「行かないで…っ!置いていかないでっ」

暗闇の中、ひたすら走るのに、相手は止まってくれない。
それどころか、距離がどんどんできて、暗闇の中を一人で走る。

「…っ一人に、しないで……!」




「あだっ…」


おでこに小さな衝撃が走って、目を開くと日向くんに寄り掛かっている私。
どうしてこうなったんだろう…。ぼけーっと考えていると、また眠りそうになった。


「あわわ、ご、ごめんなさい!」


ボッと目の前に炎が現れて、こっちに近づいてくる。
日向くんのアリスだ、とすぐ分かって謝ると、炎は消えた。
恐いよ、その炎…。
はあーと長い溜息を吐くと、ルカくんがいつも抱っこしているウサギさんが来て、すぐ後にルカくんも来た。

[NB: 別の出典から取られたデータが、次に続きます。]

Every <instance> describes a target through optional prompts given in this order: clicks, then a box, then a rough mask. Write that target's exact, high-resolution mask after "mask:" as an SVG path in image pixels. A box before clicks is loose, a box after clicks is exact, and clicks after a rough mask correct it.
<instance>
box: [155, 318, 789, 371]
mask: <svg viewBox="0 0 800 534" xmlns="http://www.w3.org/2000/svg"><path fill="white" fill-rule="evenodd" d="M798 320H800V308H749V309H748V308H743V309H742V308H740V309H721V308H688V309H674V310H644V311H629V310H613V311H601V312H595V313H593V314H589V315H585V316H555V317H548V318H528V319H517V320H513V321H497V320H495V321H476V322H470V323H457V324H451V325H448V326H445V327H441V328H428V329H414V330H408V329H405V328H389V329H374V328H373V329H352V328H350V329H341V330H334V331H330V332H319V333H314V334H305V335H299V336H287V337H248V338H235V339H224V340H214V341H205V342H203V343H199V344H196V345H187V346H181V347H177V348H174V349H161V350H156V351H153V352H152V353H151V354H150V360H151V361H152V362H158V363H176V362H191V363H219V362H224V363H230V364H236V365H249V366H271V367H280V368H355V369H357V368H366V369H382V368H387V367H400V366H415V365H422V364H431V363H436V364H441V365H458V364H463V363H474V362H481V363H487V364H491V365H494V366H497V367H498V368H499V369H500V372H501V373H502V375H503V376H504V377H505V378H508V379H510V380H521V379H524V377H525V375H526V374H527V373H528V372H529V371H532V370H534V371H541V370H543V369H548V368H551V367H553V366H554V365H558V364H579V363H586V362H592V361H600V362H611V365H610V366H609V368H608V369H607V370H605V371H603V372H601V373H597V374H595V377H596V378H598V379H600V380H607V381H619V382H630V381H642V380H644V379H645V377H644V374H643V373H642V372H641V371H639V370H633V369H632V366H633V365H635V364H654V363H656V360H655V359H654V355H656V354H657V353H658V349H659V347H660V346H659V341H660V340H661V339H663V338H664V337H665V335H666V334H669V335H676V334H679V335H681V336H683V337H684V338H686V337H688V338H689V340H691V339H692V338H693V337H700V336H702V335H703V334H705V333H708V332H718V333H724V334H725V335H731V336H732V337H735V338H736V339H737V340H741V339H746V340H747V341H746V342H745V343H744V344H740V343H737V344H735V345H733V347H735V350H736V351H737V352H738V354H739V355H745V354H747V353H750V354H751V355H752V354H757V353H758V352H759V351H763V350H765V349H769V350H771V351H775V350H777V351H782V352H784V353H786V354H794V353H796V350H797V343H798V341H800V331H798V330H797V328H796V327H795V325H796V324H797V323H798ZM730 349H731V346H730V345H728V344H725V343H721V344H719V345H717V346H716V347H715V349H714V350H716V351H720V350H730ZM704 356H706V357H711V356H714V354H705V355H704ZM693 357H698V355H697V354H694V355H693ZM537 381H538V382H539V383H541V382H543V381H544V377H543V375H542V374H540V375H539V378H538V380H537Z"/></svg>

日向くんは立ち上がって、ルカくんと喋る。そんな姿をぼんやりと見ていると、突然二人が私を見て、少し焦ったけど二人に反応はなかった。


「…行くぞ」

「え、どこに…?」

「教室に決まってんだろ」


日向くんはそう言うと、スタスタと先に行ってしまって、ルカくんは私を見て優しく笑って、行こうと言った。
だけど私は首を振って、今日は行かないと答えると、そっかと苦笑をしたルカくんは、日向くんの後を追いかけた。




『あいり』


風が吹いた時、なつかしい人の声が聞こえて、胸が少し締め付けられた。
ぎゅうぎゅうと苦しくて、だけど、どこかくすぐったかった。
そして、その人の顔を思い浮かべた時、目の前で揺れる木の葉や青い空に浮かぶ白い雲、全てが滲んだ。